= Centered riding =

Method of horse riding and riding instruction

Centered Riding is a method of horse riding and riding instruction that is based on the idea of having the rider seated in the most effective position. It combines elements of martial arts, yoga, and tai chi with knowledge of horsemanship to create a system where the rider is centered and balanced in the saddle. Originally developed by Sally Swift, since her death, Centered Riding has been trademarked by a non-profit educational organization that promotes awareness and teaches the principles of Centered Riding internationally. The widespread acceptance of the method marked a significant shift in horsemanship from rote, military-style instruction to a more psychological approach.

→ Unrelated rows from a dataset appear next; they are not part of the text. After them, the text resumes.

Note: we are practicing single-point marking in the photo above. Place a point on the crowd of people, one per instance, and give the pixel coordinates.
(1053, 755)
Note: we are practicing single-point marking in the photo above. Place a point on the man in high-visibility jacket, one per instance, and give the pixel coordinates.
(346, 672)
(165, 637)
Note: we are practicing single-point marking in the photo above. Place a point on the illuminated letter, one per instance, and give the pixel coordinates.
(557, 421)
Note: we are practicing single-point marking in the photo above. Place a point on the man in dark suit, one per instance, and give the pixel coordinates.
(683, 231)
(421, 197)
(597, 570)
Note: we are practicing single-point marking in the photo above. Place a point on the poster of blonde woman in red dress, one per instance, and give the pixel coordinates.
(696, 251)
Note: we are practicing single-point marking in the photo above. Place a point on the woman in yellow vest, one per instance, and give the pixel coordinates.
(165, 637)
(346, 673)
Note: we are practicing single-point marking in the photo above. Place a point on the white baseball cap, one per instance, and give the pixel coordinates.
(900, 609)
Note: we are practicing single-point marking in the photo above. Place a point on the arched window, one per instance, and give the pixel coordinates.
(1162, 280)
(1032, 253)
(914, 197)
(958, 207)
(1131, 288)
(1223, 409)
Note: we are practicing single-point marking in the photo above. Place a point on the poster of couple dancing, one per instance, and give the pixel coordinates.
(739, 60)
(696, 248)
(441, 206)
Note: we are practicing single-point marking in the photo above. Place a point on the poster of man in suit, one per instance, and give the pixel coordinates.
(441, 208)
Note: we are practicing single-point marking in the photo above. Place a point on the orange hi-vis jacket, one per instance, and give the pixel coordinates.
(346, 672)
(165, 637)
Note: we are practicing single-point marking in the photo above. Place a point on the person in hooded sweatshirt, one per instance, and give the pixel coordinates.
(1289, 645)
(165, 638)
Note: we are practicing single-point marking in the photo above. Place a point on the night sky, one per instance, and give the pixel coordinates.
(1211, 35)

The basic components of the centered riding system are "soft eyes", breathing, balance or building blocks, and centering. Soft Eyes is a concept used in many sports in order to relax the athlete and expand their peripheral vision. Swift recommended that riders relax their visual acuity and direct more attention to the tactile interaction between horse and rider.

==History==

Centered riding was created by Sally Swift (21 April 1913 - 2 April 2009). At age 62, after retiring from a career in agriculture including the American Holstein (cattle) Association, Swift focused full-time on riding instruction and the development of her Centered Riding Techniques. As she developed her techniques and taught people about the Four Basics of Centered Riding, she also published two books that serve as the foundation manuals for the technique, as well as a number of other articles and videotapes.